Shaken by a Low Sound is the second album of progressive bluegrass group Crooked Still. With repertoire mostly consisting of traditional music the group sounded original with the combination of Aoife O'Donovan's vocals and the unusual banjo-cello-double bass line up.

Track list
 "Can't You Hear Me Callin" (Monroe) 3:38
 "Little Sadie"  (traditional) 2:35
 "New Railroad"  (traditional) 3:15
 "Oxford Town/Cumberland Gap" (Dylan, trad.) 2:20
 "Lone Pilgrim"  (traditional) 3:17
 "Come On in My Kitchen" (Johnson) 4:59
 "Ain't No Grave" (Claude Ely) 3:21
 "Ecstasy" (Carter, Leland, O'Donovan) 6:13
 "Mountain Jumper" (Eggleston) 2:51
 "Railroad Bill" (traditional) 2:18
 "Wind and Rain" (traditional) 3:46

Personnel 
 Aoife O'Donovan - vocals
 Gregory Liszt - banjo
 Rushad Eggleston - violoncello, vocals
 Corey DiMario - upright bass

with
 Casey Driessen - 5-string violin

In popular culture 

An abridged version of the song "Little Sadie" and an instrumental version of the song "Ecstasy" both appear in a trailer for The Last of Us Part II shown at E3 2018. "Ain't No Grave" can also be played on a record player by Ellie in the story, with “Ecstasy” playing afterwards.
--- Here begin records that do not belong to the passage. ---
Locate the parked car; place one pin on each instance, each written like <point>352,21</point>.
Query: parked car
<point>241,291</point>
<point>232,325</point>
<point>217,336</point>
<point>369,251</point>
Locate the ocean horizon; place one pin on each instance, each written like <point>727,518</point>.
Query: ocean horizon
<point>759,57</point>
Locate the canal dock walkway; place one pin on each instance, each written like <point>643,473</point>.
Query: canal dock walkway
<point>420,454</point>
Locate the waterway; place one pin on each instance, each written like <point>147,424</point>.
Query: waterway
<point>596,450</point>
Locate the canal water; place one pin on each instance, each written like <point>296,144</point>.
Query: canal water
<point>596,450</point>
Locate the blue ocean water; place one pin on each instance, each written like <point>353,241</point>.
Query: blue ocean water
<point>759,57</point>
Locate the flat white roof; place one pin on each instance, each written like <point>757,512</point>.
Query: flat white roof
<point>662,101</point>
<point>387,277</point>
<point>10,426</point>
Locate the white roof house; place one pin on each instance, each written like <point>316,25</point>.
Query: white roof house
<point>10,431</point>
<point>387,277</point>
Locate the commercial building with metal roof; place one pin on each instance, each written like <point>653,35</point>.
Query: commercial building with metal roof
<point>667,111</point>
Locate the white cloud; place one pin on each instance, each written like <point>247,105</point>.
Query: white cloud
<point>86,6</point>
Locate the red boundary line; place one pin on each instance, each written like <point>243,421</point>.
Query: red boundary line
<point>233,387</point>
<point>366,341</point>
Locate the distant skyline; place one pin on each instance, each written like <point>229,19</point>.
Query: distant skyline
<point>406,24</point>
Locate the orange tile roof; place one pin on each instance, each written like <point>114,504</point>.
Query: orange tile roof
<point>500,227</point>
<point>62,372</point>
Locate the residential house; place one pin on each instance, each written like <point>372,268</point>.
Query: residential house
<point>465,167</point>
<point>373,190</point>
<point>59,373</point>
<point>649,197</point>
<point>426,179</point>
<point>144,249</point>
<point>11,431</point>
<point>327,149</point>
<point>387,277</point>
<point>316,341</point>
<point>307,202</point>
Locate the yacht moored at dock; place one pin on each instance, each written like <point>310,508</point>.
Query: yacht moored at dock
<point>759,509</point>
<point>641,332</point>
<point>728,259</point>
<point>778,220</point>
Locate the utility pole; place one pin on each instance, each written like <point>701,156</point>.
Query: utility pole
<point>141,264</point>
If the player stays in the room, the entire Side Two of the album will play.

The player (as Ellie) can also play the first few notes of “Ecstasy” on an acoustic guitar in one of the penultimate scenes, leading to the flashback scene previewed in the beginning of the “E3 2018” trailer mentioned above.